29L’un des résultats étonnants de l’inventaire Plantadiv mené entre 2009 et 2010 dans 60 villages au Niger, au Cameroun et au Tchad est qu’on retrouve, sur la base des espèces et variétés en présence/absence, la même répartition spatiale que celle qui est décrite au début du XXe siècle par les administrateurs coloniaux : les agrosystèmes les plus diversifiés se trouvent globalement en zones soudano-sahélienne et soudanienne, avec partout une prédominance céréalière à laquelle s’ajoutent les tubercules dans les zones méridionales (Garine et al., 2013). Selon cette classification, ni la culture cotonnière qui a profondément marqué l’agriculture dans le Nord-Cameroun et le Sud-Tchad, ni la péjoration climatique de la deuxième moitié du XXe siècle, ni les politiques semencières n’ont eu de conséquences radicales sur la diversité des cortèges de plantes cultivées localement par les agriculteurs, encore bien déterminés par leurs localisations géographique et culturelle (Raimond et al., 2014). Ce n’est donc pas dans ce jeu de données en présence/absence des espèces et des variétés qu’il faut rechercher l’empreinte spatiale de l’urbanisation sur les plantes cultivées : si les agrosystèmes se réorganisent pour répondre à la demande des marchés urbains, ce n’est pas au prix d’une spécialisation provoquant une chute de l’agro-biodiversité.

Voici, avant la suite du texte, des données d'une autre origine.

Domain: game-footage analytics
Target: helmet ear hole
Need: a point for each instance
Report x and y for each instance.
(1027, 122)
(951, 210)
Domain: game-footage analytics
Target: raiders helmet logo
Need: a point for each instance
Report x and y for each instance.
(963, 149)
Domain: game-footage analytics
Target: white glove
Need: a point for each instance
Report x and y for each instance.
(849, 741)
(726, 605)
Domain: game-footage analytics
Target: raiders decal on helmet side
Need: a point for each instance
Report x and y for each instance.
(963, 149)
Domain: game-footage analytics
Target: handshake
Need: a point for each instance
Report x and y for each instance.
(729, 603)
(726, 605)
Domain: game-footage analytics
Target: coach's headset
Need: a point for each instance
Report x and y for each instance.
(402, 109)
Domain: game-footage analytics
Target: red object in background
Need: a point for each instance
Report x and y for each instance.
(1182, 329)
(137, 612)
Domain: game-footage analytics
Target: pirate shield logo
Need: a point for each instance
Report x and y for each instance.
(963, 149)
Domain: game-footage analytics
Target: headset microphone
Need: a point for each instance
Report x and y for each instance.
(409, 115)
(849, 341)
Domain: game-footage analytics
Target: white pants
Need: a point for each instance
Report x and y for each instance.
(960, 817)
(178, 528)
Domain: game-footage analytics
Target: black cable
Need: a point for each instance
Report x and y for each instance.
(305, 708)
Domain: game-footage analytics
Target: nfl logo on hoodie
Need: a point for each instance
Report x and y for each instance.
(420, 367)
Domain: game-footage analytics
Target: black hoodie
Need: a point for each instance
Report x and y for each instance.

30Le traitement des données sur la commercialisation n’a pas non plus donné de classification satisfaisante des agrosystèmes : même si l’on distingue les produits commercialisés en gros sur de longues distances, de ceux qui le sont en petites quantités pour des filières courtes, il s’avère que dans tous les agrosystèmes on vend un peu de tout, qu’aucun ne se spécialise sur un ou plusieurs produits et que tous les produits peuvent être commercialisés (Raimond et Garine, 2011). Le statut de « vivrier marchand » (Chaléard, 1996) n’est pas réservé aux grandes filières destinées aux grands centres urbains ou aux filières agro-industrielles ; il revêt une importance tout aussi grande pour toutes les autres plantes cultivées dans les campagnes où les débouchés sur les marchés locaux dégagent un numéraire certes plus modeste mais vital pour les populations.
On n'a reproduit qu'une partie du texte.